Jakie są Wasze prognozy co do cen części komputerowych? Ceny raczej będą rosnąc jak wydaje mi się że jest teraz [bo koronasiwrus ograniczy podaż] czy też ceny będą spadać [bo koranawirus ograniczy popyt ;)] Reasumując kupować mimo że drogo czy też lepiej poczekać bo będzie taniej ?
I przy okazji czy ktoś może wie albo ma pomysły dlaczego w morele nie ma od 3-4 tygodni procesora Ryzen 3400 g ? Przestali go produkować ? Produkowali go w tym zamkniętym regionie w chinach ? czy tez jakiś inny powód tego jest?
Wydaje mi się, że ceny będą jakie są lub coraz wyższe, aż do 2-3 miesięcy po koronie.
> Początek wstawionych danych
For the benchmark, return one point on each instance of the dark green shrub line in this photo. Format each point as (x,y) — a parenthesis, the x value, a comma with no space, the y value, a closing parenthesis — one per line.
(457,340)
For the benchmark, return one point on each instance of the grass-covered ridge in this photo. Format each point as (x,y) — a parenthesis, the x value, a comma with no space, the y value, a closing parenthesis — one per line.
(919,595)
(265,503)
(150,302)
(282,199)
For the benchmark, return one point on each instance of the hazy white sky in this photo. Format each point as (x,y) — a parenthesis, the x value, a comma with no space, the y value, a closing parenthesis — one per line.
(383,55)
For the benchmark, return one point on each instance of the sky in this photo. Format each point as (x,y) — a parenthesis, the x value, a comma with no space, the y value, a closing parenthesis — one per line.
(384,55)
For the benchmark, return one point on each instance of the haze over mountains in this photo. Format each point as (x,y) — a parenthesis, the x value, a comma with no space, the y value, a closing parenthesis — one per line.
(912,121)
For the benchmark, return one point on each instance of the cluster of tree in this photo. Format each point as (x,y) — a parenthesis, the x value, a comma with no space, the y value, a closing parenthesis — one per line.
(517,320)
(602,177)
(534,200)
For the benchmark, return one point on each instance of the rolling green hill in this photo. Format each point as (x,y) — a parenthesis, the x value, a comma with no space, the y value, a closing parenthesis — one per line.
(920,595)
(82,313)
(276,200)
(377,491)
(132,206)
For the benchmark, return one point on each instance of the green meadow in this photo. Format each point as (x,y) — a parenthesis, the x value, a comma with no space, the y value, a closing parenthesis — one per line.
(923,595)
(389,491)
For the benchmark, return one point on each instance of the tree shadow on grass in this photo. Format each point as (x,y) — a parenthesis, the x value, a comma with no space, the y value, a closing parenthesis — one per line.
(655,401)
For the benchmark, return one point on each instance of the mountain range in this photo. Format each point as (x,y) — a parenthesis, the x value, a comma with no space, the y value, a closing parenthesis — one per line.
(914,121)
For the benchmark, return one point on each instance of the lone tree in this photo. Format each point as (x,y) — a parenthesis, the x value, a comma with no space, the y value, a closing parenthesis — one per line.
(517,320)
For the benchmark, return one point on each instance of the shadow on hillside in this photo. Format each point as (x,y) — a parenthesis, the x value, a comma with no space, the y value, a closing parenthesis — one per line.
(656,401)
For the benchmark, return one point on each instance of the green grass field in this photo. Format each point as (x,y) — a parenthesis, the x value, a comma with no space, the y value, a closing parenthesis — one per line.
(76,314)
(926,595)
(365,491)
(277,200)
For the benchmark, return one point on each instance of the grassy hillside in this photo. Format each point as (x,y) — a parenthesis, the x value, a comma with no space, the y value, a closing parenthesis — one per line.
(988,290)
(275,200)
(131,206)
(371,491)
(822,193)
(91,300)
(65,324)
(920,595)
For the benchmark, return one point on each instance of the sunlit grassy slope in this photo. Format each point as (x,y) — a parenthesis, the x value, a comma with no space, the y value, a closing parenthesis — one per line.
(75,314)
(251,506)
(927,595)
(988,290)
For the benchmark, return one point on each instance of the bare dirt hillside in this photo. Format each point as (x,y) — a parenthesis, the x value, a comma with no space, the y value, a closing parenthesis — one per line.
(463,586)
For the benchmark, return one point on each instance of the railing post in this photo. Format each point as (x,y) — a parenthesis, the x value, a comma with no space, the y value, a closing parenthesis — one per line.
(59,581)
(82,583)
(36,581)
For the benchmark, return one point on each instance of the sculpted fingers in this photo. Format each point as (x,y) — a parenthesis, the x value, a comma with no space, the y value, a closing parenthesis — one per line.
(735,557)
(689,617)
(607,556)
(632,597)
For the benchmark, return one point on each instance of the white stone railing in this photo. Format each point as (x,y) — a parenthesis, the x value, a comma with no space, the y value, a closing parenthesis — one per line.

Potem będą odrobinę spadać, ale do przyszłego roku próżno szukać normalnych cen jakie znamy z 2019 roku.
Jeżeli wierzyć mediom to ma to związek koronowirusem. Wiele fabryk stoi lub pracuje na pół gwizdka i są problemy z utrzymaniem płynności dostaw. Myślę, że nawet jeżeli założymy, że media wyolbrzymiają ten problem (bo zwykle tak jest) to w tym wypadku na pewno jest w tym ziarnko prawdy.
Potrzebujesz pilnie sprzętu - i tak musisz go kupić, niezależnie od ceny
Jak nie potrzebujesz to poczekaj aż cała ta szopka się skończy, ale potrwa to co najmniej kilka miesięcy.
To raz. A dwa już puka do drzwi nowa generacja Intelów i Ryzenów więc warto na nie poczekać. Bo pojawienie się nowych generacji może sprawić, że stanieją starsze.